Drug reimportation from Canada or elsewhere heads the list of concerns by big drug companies. Even though Bush had portrayed the issue as a debate over safety and Kerry has focused on access and price, Congress may be the arbiter depending on how many legislators respond to their constituents' complaints about high drug prices.

Greg Kelly, of Susquehanna Financial Group, pointed out that the drug reimportation is an issue that goes back to the presidency of Bill Clinton. The Secretary of Health and Human Services has the power to allow drugs to come in from Canada if the drugs had been certified as safe, Kelly said. The secretary's power has not been invoked. Reimportation has a better chance of passage if Kerry wins, he said.

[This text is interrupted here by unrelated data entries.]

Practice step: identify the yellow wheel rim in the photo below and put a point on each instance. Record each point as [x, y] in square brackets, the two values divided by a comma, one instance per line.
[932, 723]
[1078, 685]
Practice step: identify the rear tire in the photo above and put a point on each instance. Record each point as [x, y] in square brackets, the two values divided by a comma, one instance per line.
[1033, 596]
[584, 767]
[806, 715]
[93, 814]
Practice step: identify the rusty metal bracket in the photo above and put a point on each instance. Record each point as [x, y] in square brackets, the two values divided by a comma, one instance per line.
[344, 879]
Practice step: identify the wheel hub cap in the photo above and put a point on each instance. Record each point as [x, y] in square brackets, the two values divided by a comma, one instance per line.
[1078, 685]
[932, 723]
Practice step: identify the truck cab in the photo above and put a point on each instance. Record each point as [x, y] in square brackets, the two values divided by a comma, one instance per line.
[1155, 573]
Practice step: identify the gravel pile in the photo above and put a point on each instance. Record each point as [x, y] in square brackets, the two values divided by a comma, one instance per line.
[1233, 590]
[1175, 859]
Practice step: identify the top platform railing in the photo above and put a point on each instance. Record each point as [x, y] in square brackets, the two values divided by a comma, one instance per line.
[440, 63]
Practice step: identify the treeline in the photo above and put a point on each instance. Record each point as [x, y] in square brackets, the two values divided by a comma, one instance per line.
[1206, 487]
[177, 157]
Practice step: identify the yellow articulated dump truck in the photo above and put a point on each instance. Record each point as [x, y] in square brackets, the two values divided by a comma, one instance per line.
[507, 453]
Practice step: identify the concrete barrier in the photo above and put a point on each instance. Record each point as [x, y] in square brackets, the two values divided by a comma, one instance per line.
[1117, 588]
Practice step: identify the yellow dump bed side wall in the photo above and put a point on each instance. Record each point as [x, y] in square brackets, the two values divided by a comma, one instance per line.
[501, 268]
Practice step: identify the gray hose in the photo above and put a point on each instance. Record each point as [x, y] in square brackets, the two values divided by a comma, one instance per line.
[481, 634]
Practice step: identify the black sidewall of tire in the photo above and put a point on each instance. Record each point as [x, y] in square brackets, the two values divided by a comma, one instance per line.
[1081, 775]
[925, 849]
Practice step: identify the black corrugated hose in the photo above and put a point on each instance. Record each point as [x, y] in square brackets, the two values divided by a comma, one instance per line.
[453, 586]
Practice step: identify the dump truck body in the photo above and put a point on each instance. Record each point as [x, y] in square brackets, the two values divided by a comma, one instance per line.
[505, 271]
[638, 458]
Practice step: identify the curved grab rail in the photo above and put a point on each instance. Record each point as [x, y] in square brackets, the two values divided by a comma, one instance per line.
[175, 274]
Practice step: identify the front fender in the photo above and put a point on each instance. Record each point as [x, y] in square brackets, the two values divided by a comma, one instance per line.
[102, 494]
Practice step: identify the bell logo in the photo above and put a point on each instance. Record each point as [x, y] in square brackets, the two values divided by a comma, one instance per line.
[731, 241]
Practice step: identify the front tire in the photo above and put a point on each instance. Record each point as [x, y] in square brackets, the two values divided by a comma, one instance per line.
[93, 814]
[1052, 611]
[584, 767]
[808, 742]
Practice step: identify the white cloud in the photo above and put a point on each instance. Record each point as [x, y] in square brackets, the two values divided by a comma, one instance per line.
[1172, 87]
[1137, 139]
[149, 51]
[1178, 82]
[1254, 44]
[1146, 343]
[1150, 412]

Another big issue is the Medicare Modernization Act of 2003. "Senator Kerry would like to rewrite

the law to open up broader coverage," says the Friedman Billings Ramsey report. "This makes great copy, but actually changing

the law would require either an act of Congress or a judicial injunction."

Also on the presidential agenda is the law's requirement for Medicare recipients' drug coverage starting in 2006. Until the agency that administers Medicare develops regulations, the Bush Administration has created a prescription drug discount card program for the elderly. This "has fallen far short of its enrollment goals, creating concerns on the part of insurers and pharmaceutical companies about how seniors will receive the broader benefit in 2006," says the Friedman Billings Ramsey report.

Poor enrollment in this program "presents a real jeopardy" to Bush's goals, and a Kerry victory plus continued disenchantment by the elderly could cause Congress to renew the debate on the entire program. Right now, the investment banking firm says, the law is neutral for drug companies "because increases in sales volumes are likely to be offset by decreases in average sales prices."

Changes in Power

A Kerry victory, of course, would most likely lead to the replacement of key policymakers in government health care agencies, including Dr. Mark McClellan as head of Medicare. "We don't expect the divided Senate to give a nod to a new leader

who would bring radical changes," says Friedman Billings Ramsey.

But a change in political control in the Senate could also have a profound effect on health care policy. If the Democrats win, Sen. Edward Kennedy, D-Mass., could wind up as head of the Committee on Health, Education, Labor and Pensions. That would "likely mean a more active focus on drug pricing and competition issues, particularly reimportation and generic drug approvals," Goldman Sachs says. A change in party power also would give Democrats more influence on Medicare and Medicaid through the Senate Finance Committee and more influence on reimportation and generics via the Senate Commerce Committee.

The last word on today's debate belongs to Henry McKinnell, chairman and CEO of Pfizer. Asked on Oct. 20, whether Kerry or Bush would be better for the pharmaceutical industry, McKinnell responded that it doesn't matter because "both administrations will face the same problems."

The real issue, he said, is whether the next president focuses on the cost of care "which leads down the path of rationing price controls" or whether the next president focuses on "the value of health and the cost of disease," a path that will lead towards a greater emphasis on research, wellness and prevention. McKinnell wants the next president to "launch a national debate," adding that when a fully-informed public decides which path to take, it will favor health and wellness over rationing and price controls.